Assistant Professor Carolyn Isaac joined the Department of Anthropology in Fall 2019 and is one of the three acclaimed forensic anthropologists of the Michigan State University Forensic Anthropology Laboratory (MSUFAL) with Dr. Todd Fenton and Dr. Joseph Hefner. Dr. Isaac is the Director of the MSUFAL and oversees the lab’s operations and involvement with forensic casework. While Dr. Isaac recently joined us, she is an MSU alumna whose roots with the lab extend to her time as a graduate student in the Department of Anthropology.
After earning her PhD in 2013, Dr. Isaac was a forensic anthropologist and Assistant Professor for the Department of Pathology, Western Michigan University Homer Stryker M.D. School of Medicine, and Medical Examiner’s Office for twelve Michigan counties. As the forensic anthropologists for the ME’s Office, Dr. Isaac and MSU alumnus Dr. Jered Cornelison were responsible for all skeletal analyses, identifications, infant skeletal surveys, and mass fatality planning. During her tenure there, Dr. Isaac was involved in numerous and varied casework, and worked on over 300 forensic anthropology cases.
On being Director of the MSUFAL, Dr. Isaac says that it feels like a full-circle experience: “As a graduate student, the MSUFAL is where Dr. Fenton taught me how to be a forensic anthropologist and gave me the invaluable case experience. Although I have very big shoes to fill, I am looking forward to giving back to this lab and all of the amazing people that make it the best job in the world.” The people, past and present, who have graced this laboratory are what Dr. Isaac says comprise the best of the MSUFAL.
Dr. Isaac’s research seeks to create a method for estimating the age of skeletal injuries, beginning with the cranium. To do this, Dr. Isaac and her research team have collected samples of cranial injuries from medical examiner cases and body donations. These samples are thin sectioned, stained, and mounted on slides. These slides are then used to evaluate the cells and tissues involved in the fracture healing process. By understanding this progression, Dr. Isaac and her team hope to establish stages of cranial fracture healing with diagnostic histologic features that can be used to estimate the age of the injury. Such estimations can aid in determining whether an injury contributed to death, whether there are multiple injuries or various ages indicating a pattern of abuse, and may contribute to the manner of death classification. Dr. Isaac and her research team were awarded a National Institute of Justice Grant for this critical research.

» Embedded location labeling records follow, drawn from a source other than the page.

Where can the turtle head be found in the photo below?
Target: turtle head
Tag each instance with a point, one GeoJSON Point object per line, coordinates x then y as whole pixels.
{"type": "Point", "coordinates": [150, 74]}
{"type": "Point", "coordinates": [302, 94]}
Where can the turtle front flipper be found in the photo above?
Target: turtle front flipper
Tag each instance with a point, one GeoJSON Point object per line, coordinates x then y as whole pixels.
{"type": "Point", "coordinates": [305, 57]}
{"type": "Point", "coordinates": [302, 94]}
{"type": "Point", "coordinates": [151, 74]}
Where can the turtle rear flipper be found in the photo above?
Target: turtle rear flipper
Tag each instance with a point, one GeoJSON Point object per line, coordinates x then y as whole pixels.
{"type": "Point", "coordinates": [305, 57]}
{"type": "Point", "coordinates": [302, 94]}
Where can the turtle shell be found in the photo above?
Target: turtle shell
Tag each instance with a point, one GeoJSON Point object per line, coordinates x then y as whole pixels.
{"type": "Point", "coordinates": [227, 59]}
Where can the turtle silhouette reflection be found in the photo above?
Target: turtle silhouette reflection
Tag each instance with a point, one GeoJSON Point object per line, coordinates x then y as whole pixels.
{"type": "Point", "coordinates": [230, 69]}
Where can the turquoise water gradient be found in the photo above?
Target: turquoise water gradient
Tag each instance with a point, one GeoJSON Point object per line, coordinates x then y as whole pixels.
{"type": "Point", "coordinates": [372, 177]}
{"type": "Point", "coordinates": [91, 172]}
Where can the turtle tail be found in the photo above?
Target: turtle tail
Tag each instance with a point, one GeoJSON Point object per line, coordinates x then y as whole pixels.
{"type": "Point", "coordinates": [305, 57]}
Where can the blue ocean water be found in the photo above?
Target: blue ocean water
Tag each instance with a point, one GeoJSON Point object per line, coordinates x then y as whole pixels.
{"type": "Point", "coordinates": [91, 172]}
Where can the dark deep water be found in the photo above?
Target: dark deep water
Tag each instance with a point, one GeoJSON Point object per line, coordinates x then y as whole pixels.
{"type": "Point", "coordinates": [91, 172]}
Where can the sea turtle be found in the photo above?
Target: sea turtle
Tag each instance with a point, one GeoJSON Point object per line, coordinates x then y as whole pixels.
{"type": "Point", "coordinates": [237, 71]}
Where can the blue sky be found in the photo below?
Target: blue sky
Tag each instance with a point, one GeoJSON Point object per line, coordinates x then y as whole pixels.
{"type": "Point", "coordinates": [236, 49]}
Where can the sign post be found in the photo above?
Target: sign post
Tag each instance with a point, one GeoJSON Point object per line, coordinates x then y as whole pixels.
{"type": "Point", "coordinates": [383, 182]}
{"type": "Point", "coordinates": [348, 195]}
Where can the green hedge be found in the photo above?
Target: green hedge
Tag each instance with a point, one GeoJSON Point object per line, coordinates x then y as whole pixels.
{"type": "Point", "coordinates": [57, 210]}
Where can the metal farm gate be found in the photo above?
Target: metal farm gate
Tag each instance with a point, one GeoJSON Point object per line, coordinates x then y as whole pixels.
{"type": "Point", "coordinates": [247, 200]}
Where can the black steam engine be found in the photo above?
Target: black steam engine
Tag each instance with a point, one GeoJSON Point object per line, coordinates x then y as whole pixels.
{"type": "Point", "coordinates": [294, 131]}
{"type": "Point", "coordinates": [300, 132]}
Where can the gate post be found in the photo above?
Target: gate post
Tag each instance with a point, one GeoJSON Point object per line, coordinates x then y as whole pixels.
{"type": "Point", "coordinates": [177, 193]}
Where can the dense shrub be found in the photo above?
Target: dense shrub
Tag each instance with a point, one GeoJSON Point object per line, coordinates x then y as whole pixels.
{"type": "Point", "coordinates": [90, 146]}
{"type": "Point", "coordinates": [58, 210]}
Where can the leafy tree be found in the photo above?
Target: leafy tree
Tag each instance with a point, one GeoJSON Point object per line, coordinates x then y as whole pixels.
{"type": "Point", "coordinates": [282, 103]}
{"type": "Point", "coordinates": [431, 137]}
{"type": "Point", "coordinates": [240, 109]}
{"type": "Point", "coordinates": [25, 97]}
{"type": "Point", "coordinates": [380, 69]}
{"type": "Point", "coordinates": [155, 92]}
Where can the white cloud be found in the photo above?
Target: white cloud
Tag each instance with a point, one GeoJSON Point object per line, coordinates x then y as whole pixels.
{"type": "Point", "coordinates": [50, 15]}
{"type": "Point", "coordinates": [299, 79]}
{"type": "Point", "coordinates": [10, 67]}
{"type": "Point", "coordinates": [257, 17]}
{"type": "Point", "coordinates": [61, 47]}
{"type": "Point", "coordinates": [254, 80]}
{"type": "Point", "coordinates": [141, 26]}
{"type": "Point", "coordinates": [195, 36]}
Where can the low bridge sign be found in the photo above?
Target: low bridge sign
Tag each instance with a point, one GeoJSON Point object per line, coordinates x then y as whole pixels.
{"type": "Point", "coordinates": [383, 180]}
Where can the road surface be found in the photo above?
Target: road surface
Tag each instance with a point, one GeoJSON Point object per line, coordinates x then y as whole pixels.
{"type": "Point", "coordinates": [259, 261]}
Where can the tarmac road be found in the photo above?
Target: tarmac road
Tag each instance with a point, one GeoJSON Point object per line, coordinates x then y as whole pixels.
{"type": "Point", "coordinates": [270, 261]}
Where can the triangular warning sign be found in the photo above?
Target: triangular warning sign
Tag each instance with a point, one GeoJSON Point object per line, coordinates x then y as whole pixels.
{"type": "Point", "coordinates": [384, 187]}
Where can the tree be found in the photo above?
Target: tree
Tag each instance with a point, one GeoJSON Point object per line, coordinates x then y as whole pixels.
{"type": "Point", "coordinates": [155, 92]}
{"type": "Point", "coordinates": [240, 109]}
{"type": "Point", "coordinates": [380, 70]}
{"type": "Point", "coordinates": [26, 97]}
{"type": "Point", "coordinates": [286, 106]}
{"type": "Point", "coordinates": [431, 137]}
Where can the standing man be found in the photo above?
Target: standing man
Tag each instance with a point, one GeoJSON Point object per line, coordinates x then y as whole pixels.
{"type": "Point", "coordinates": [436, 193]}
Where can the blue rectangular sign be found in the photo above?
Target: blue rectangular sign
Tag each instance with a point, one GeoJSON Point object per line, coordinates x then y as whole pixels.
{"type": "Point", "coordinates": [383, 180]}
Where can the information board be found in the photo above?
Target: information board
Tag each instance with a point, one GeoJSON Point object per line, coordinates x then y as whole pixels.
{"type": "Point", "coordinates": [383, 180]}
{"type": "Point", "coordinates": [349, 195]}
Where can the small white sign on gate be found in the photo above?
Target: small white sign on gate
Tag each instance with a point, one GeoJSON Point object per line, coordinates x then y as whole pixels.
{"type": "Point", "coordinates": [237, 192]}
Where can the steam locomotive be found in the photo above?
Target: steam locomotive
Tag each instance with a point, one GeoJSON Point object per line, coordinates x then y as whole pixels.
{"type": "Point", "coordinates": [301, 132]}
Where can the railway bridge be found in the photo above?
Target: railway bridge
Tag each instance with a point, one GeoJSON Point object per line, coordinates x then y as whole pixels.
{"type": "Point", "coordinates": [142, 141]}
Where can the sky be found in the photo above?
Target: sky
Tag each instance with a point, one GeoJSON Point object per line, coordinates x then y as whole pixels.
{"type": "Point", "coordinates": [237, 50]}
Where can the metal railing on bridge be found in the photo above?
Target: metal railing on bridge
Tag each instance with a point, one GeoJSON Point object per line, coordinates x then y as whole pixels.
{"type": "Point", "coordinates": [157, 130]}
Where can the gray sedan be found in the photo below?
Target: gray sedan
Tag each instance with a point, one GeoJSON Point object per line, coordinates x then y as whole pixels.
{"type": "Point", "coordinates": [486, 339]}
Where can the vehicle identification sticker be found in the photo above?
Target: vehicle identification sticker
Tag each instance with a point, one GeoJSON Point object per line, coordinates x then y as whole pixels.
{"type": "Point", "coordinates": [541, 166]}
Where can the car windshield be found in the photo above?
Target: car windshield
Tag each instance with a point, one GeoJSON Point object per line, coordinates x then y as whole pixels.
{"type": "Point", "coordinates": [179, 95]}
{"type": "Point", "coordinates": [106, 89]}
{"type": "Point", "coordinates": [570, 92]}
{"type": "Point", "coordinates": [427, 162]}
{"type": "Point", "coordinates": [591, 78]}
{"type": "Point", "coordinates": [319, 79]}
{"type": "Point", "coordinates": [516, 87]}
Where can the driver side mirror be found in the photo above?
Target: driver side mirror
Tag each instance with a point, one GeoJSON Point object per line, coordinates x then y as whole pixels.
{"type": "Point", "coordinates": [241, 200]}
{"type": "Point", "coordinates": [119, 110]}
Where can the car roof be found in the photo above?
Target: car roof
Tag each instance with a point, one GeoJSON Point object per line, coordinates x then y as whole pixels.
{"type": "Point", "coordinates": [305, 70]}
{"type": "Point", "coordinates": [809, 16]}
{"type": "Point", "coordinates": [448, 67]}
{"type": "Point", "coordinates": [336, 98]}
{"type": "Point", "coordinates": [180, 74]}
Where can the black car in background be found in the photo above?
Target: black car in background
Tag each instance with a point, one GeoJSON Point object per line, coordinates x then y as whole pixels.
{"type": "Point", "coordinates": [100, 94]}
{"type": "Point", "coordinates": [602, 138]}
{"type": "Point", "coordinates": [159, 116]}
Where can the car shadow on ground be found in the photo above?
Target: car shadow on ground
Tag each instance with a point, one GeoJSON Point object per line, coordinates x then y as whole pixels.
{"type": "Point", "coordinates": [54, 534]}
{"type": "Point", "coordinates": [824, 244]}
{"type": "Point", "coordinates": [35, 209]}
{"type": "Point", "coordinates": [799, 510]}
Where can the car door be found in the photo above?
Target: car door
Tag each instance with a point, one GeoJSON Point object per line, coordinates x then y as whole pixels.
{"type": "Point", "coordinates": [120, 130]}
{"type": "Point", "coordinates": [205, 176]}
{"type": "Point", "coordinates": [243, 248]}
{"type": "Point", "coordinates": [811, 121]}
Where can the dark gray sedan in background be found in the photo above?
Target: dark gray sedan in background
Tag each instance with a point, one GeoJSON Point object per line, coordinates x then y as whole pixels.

In the work to establish standards and best practices in the discipline, Dr. Isaac is a Member of the Anthropology Consensus Body of the American Academy of Forensic Sciences Standards Board. She is the Chair of the working group on standards for personal identification and is a member of the working group on standards for analyzing skeletal trauma. Dr. Isaac is also an active and leading member of the Michigan Mortuary Response Team (MIMORT). During her time at Western Michigan, she helped craft the Mass Fatality Plan for the Medical Examiner’s Office and became a liaison to the counties and the region for mass fatality preparations and trainings, including helping to organize MIMORT and regional Disaster Mortuary Operational Response Team (DMORT) exercises.
The Department is delighted to have Dr. Isaac with us, and we look forward to her work ahead.